Crawler in Groovy (JSoup VS Crawler4j)

Tags:

I wish to develop a web crawler in Groovy(using Grails framework and MongoDB database) that has the ability to crawl a website, creating a list of site URLs and their resource types, their content, the response times and number of redirects involved.

I am debating over JSoup vs Crawler4j. I have read about what they basically do but I cannot understand clearly the difference between the two. Can anyone suggest which would be a better one for the above functionality? Or is it totally incorrect to compare the two?

Thanks.

601

asked Jun 23 '14 17:06

clever_bassi

1 Answers

Crawler4J is a crawler, Jsoup is a parser. Actually you could/should use both. Crawler4J is an easy-multithreaded interface to get all the urls and all the pages(content) of the site you want. After that you can use Jsoup in order to parse the data, with amazing (jquery-like) css selectors and actually do something with it. Of course you have to consider dynamic (javascript generated) content.

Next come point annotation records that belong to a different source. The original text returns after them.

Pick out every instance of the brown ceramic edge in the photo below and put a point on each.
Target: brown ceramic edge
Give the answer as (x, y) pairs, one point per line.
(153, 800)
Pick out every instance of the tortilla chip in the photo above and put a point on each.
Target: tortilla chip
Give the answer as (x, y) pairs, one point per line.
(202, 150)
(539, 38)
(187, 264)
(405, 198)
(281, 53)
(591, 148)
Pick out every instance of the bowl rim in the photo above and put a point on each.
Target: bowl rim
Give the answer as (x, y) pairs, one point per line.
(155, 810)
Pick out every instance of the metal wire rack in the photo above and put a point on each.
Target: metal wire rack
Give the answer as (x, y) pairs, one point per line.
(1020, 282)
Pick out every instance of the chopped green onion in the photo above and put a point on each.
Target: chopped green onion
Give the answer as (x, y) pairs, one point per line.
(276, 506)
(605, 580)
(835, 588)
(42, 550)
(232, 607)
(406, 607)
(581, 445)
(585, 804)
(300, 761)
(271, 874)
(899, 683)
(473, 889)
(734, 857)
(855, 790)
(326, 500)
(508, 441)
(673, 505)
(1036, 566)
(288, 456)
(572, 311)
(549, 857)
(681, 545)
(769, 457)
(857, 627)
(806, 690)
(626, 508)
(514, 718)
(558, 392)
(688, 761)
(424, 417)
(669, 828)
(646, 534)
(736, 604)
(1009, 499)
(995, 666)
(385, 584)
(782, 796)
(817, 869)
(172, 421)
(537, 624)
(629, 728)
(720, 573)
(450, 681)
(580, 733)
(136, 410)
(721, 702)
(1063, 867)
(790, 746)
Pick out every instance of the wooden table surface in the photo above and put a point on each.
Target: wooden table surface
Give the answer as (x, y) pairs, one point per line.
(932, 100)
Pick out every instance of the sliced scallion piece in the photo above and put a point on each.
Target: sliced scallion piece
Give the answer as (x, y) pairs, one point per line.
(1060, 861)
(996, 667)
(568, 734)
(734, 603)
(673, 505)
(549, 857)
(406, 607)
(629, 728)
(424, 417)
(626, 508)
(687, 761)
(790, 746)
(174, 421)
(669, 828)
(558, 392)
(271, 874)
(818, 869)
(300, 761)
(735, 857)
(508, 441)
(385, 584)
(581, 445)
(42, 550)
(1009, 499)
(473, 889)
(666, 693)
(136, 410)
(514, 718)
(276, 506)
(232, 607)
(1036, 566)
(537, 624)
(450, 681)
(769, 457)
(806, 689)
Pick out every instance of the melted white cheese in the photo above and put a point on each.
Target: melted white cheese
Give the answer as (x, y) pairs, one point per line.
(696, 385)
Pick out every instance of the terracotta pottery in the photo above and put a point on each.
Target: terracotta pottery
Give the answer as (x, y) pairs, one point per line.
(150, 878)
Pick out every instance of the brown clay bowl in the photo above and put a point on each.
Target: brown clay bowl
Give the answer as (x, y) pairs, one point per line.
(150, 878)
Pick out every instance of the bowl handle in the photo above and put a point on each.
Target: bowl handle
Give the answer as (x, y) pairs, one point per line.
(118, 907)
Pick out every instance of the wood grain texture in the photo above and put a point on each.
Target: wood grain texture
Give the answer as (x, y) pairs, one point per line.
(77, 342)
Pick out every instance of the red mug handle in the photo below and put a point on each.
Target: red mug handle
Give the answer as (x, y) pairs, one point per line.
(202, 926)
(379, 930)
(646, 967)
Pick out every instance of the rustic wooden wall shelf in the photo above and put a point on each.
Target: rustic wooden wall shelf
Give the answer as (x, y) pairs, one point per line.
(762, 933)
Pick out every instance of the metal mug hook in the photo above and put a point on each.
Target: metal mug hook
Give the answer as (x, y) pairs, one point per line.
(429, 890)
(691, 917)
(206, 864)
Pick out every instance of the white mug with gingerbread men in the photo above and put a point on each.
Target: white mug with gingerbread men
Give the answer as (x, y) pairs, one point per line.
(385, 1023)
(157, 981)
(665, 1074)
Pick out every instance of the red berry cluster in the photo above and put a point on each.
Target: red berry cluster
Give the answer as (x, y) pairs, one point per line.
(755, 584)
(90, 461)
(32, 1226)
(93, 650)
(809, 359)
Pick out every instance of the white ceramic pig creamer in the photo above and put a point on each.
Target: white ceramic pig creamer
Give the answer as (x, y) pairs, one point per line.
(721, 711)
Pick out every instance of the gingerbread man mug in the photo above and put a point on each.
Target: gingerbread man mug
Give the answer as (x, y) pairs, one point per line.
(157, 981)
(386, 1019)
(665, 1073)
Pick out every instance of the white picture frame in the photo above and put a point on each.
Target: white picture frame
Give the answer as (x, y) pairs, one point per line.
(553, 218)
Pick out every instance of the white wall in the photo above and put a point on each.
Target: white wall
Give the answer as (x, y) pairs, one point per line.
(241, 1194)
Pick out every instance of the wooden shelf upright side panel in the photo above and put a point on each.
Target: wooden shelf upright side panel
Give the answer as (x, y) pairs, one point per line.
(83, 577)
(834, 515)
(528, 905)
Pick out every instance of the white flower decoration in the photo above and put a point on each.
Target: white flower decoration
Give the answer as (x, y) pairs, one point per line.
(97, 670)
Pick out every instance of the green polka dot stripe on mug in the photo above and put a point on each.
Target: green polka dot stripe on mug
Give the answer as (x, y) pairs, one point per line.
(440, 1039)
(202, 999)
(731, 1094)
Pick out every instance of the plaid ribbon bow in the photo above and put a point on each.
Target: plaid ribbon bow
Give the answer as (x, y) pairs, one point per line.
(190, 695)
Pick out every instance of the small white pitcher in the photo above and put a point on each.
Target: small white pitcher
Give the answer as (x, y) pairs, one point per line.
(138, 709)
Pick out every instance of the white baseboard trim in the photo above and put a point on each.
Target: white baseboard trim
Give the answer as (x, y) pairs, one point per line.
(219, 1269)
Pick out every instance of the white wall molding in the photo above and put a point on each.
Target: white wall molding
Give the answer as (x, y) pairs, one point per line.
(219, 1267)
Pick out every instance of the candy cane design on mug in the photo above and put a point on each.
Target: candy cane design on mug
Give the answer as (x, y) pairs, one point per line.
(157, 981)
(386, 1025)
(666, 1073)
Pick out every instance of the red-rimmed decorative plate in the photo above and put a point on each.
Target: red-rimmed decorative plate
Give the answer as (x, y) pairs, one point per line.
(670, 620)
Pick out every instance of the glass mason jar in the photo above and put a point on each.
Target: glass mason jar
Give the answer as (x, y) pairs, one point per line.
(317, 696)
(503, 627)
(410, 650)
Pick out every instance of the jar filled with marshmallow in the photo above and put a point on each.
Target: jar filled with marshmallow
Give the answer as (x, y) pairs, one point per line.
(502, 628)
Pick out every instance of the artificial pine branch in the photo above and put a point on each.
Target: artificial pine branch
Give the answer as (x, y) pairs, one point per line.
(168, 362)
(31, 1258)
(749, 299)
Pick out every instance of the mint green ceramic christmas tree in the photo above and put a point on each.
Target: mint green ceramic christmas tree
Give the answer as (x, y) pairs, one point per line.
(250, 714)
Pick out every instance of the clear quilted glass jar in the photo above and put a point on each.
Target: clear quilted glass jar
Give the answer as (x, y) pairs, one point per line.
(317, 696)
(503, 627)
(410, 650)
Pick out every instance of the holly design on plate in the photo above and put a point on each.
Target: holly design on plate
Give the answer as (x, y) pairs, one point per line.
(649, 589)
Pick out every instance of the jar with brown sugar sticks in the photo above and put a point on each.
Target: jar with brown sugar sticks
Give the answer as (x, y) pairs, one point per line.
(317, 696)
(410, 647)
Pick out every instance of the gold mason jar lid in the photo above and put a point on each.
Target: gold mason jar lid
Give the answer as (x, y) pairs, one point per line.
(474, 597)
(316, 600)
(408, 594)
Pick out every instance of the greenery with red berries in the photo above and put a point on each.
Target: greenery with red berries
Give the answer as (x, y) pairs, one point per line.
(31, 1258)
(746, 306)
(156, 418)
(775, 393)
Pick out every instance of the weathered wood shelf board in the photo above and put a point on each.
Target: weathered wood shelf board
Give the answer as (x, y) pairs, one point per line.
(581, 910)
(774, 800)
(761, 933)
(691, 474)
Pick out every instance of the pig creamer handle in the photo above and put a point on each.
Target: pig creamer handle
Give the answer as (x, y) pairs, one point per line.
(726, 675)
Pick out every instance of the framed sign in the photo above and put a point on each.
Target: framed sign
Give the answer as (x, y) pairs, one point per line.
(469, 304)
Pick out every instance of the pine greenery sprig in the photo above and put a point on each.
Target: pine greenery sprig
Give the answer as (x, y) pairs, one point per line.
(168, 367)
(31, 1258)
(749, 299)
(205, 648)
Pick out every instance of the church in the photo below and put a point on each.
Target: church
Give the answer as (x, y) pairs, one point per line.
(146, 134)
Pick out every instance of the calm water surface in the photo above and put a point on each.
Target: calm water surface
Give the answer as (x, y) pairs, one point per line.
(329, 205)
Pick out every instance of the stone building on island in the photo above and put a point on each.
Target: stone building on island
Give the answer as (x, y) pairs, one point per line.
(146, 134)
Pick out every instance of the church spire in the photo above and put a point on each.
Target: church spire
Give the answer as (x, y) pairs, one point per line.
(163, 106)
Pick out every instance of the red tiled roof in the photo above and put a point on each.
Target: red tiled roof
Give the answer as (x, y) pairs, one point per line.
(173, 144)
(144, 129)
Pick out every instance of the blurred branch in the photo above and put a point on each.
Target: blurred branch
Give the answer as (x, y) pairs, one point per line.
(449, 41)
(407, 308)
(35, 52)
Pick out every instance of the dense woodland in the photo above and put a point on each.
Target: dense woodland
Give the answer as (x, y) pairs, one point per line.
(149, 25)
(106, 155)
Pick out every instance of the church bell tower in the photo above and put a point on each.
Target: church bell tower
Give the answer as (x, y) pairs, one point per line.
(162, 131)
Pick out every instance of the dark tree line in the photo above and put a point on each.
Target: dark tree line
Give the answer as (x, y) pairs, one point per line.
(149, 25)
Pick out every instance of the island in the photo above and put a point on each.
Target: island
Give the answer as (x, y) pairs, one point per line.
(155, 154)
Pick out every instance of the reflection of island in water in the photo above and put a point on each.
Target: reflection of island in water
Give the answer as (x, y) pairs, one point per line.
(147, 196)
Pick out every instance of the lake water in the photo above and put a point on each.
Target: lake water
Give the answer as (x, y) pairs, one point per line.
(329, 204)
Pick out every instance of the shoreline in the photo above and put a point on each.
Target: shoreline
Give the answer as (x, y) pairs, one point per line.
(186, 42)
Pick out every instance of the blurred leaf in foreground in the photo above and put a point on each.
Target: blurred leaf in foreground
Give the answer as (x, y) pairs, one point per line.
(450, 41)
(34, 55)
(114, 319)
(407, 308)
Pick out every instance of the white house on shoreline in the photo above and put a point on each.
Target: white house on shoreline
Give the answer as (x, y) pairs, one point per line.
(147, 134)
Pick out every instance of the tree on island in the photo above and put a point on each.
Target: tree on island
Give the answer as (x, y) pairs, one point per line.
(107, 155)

If you want that content too, then you have to use something else that includes a javascript engine (headless browser + parser) like htmlunit or webdriver (selenium), that will execute javascript before parsing the content.

answered Sep 21 '22 15:09

Alkis Kalogeris

Related questions
                            
                                Parsing with jsoup throws error (NetworkOnMainThreadException)
                            
                                remove empty tag pairs from HTML fragment
                            
                                Handling connection errors and JSoup
                            
                                Jsoup 404 error
                            
                                Jsoup Delay due to Streaming Website
                            
                                Jsoup - Howto clean html by escaping not deleting the unwanted html?
                            
                                java.util.zip.ZIPException: Not in GZIP format
                            
                                Parsing CSS with jSoup
                            
                                Is there a way to speed up Jsoup.parse()?
                            
                                Jsoup http error fetching url
                            
                                Jsoup - Keep only the tags and remove all the text
                            
                                how to use jsoup to tidy up the html
                            
                                Jsoup check if string is valid HTML
                            
                                Jsoup get href within a class
                            
                                How to fill in Excel file using java
                            
                                Suspending all threads took: ms warning using Threads - Android
                            
                                How do I load a local html file into Jsoup?
                            
                                how to fix HTTP error fetching URL. Status=500 in java while crawling?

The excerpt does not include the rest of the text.